Finally, the whole code is licensed as free software with a GNU General Public License v3. The code can be found

Modules

All of the ProsoDeep prosody models are implemented within one code base package named prosodeep. The package comprises the following modules:

prosodeep.py — main module that controls the application of the chosen model to a chosen dataset.
prosodeep_params.py — parameter setting module that includes (this list is not exhaustive):
- model selection — which type of contour generators to use, and what training approach to use, i.e. joint backpropagation training or analysis-by-synthesis,
- model hyperparameters — number of points to be sampled from the pitch, number of training iterations, number of hidden units, layers, type of activation, learning rate, regularisation parameters, type of optimizer, early stopping, validation and test set ratios,
- data related parameters — type of input data, phrase level functional contours, local functional contours,
- general control parameters — use of preprocessed data, use of trained models, plotting, saving.
prosodeep_corpus.py — holds all the functions that are used to consolidate and work with the corpus of data that is directly fed and output from the SFC model. The corpus is a Pandas data frame object, which allows easy data access and analysis.
prosodeep_data.py — comprises functions that read the input data files and calculate the \(f_0\) and duration coefficients,
prosodeep_dsp.py — holds DSP functions for smoothing the pitch contour based on SciPy,
prosodeep_learn.py — holds the training functions for backpropagation and analysis_by_synthesis,
prosodeep_models.py — holds all of the neural network models used by the various prosody models,
prosodeep_eval.py — holds the functions used for model performance evaluation,
prosodeep_plot.py — holds the plotting functions based on matplotlib and seaborn.

Currently, prosodeep supports the standard Praat TextGrid annotations, and calculates pitch based on Praat PointProcess pitch mark files.
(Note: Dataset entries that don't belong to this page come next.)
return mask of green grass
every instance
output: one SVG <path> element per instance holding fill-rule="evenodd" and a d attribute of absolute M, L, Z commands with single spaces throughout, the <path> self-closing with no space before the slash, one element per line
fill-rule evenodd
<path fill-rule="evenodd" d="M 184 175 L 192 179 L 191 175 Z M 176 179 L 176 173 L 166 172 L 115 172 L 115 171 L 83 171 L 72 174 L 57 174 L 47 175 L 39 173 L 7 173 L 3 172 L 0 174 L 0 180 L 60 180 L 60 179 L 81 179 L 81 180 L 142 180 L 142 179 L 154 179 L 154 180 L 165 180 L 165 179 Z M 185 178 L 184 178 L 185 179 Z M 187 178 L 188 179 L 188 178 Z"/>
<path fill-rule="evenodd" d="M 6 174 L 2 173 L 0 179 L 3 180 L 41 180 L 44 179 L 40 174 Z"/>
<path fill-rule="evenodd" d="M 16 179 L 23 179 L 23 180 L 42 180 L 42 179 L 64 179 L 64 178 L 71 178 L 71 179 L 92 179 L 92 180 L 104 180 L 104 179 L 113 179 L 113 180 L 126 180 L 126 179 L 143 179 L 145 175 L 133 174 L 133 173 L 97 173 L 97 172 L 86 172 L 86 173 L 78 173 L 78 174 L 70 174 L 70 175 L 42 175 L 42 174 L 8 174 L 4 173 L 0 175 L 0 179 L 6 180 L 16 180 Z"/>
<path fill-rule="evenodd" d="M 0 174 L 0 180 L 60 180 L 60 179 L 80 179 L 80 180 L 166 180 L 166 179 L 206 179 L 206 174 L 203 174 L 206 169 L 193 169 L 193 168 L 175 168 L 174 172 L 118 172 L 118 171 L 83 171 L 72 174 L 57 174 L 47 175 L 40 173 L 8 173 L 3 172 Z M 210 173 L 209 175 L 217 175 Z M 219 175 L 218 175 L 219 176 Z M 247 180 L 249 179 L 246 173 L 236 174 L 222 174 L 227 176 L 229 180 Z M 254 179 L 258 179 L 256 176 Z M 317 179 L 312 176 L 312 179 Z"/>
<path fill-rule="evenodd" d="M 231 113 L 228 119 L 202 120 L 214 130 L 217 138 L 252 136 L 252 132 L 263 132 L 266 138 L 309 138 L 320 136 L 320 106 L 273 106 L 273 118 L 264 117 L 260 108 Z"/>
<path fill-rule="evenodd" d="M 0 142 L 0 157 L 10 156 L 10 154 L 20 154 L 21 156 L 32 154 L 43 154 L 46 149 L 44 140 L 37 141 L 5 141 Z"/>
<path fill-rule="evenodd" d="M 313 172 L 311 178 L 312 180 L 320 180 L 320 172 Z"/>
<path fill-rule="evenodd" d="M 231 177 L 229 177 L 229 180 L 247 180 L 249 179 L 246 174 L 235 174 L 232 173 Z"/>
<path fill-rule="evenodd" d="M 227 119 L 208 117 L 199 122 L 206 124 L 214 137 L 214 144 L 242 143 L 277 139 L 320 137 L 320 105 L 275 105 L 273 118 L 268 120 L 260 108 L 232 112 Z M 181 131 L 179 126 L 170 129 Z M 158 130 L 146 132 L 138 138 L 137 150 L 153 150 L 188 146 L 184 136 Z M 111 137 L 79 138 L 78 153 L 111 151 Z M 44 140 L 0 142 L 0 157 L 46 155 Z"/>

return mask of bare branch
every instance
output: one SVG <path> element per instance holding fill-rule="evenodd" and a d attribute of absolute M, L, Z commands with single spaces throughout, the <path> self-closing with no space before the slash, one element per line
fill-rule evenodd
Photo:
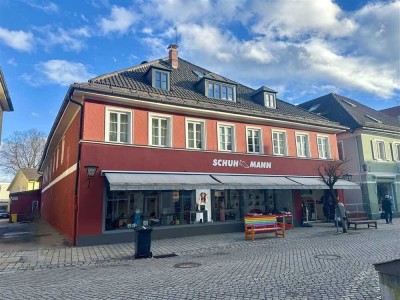
<path fill-rule="evenodd" d="M 37 168 L 45 144 L 46 136 L 41 131 L 15 131 L 1 146 L 0 168 L 11 174 L 21 168 Z"/>

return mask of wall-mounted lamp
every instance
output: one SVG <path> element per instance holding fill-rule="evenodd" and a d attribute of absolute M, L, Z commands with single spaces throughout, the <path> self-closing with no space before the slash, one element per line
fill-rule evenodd
<path fill-rule="evenodd" d="M 90 187 L 90 180 L 92 180 L 92 178 L 94 177 L 94 174 L 96 174 L 96 171 L 98 168 L 99 168 L 98 166 L 94 166 L 94 165 L 85 166 L 86 173 L 89 178 L 88 188 Z"/>
<path fill-rule="evenodd" d="M 342 176 L 342 178 L 343 178 L 344 180 L 351 181 L 351 179 L 353 178 L 353 175 L 351 175 L 351 174 L 344 174 L 344 175 Z"/>

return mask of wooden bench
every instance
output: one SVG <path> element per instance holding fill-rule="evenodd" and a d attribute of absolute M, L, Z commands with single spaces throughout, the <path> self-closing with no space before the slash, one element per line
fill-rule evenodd
<path fill-rule="evenodd" d="M 275 236 L 285 237 L 285 224 L 278 222 L 276 216 L 246 216 L 244 217 L 244 238 L 254 241 L 258 233 L 275 232 Z"/>
<path fill-rule="evenodd" d="M 357 230 L 358 224 L 367 224 L 368 228 L 371 226 L 378 229 L 377 221 L 370 220 L 368 218 L 368 213 L 365 211 L 348 211 L 346 212 L 346 218 L 347 218 L 348 229 L 350 229 L 351 224 L 354 225 L 354 230 Z"/>

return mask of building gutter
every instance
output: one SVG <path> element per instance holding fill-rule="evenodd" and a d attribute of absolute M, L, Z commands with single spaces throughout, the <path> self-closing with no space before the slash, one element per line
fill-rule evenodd
<path fill-rule="evenodd" d="M 82 128 L 83 128 L 83 105 L 78 101 L 75 101 L 71 97 L 72 91 L 68 95 L 68 101 L 79 106 L 79 141 L 78 141 L 78 155 L 76 160 L 76 174 L 75 174 L 75 188 L 74 188 L 74 235 L 72 243 L 74 246 L 77 244 L 77 231 L 78 231 L 78 192 L 79 192 L 79 171 L 80 171 L 80 162 L 81 162 L 81 140 L 83 137 Z"/>

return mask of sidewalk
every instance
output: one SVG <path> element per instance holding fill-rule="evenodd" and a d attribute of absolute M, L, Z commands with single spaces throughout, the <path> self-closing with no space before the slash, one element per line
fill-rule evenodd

We plan to integrate state-of-the-art pitch extractors in the near future, e.g. the Kaldi pitch extractor.

Line count

The total line count of the ProsoDeep code is 9,128 and is distributed among the modules as shown in Fig. 1.

Fig. 1 — Bar plot of the line count for the main script and modules of the prosodeep package. Total line count is 9,128.

PySFC

Unlike the prosodeep package, the PySFC package, named sfc only offers the SFC modelling paradigm. Since it does not use deep learning it is entirely based on scikit-learn for the machine learning. The PySFC implementation is available as Free Software on GitHub: https://github.com/gerazov/PySFC

The sfc package comprises the following modules:

sfc.py — main module that controls the application of the SFC model to a chosen dataset.
sfc_params.py — parameter setting module that includes:
- data related parameters — type of input data, phrase level functional contours, local functional contours,
- SFC hyperparameters — number of points to be sampled from the pitch, number of iterations for analysis-by-synthesis, as well as NNCG parameters,
- SFC execution parameters — use of preprocessed data, use of trained models, plotting.
sfc_corpus.py — holds all the functions that are used to consolidate and work with the corpus of data that is directly fed and output from the SFC model. The corpus is a Pandas data frame object, which allows easy data access and analysis.
sfc_data.py — comprises functions that read the input data files and calculate the f_0 and duration coefficients,
sfc_dsp.py — holds DSP functions for smoothing the pitch contour based on SciPy,
sfc_learn.py — holds the SFC training function analysis_by_synthesis() and the function for NNCG initialisation,
sfc_plot.py — holds the plotting functions based on matplotlib and seaborn.

The PySFC supports the proprietary SFC fpro file format in addition to the standard Praat TextGrid annotations. As in prosodeep pitch is calculated based on Praat PointProcess pitch mark files.

PySFC also brings added value to the SFC by adding the possibility to adjust the number of samples to be taken from the pitch contour at each rhythmical unit vowel nucleus, and with its extended plotting capabilities for data and performance analysis.

PySFC line count

The total line count of the PySFC code is 3,026 and is distributed among the modules as shown in Fig. 2.

Fig. 2 — Bar plot of the line count for the main script and modules of the PySFC code. Total line count is 3,026. The same axis is used as in Fig. 1.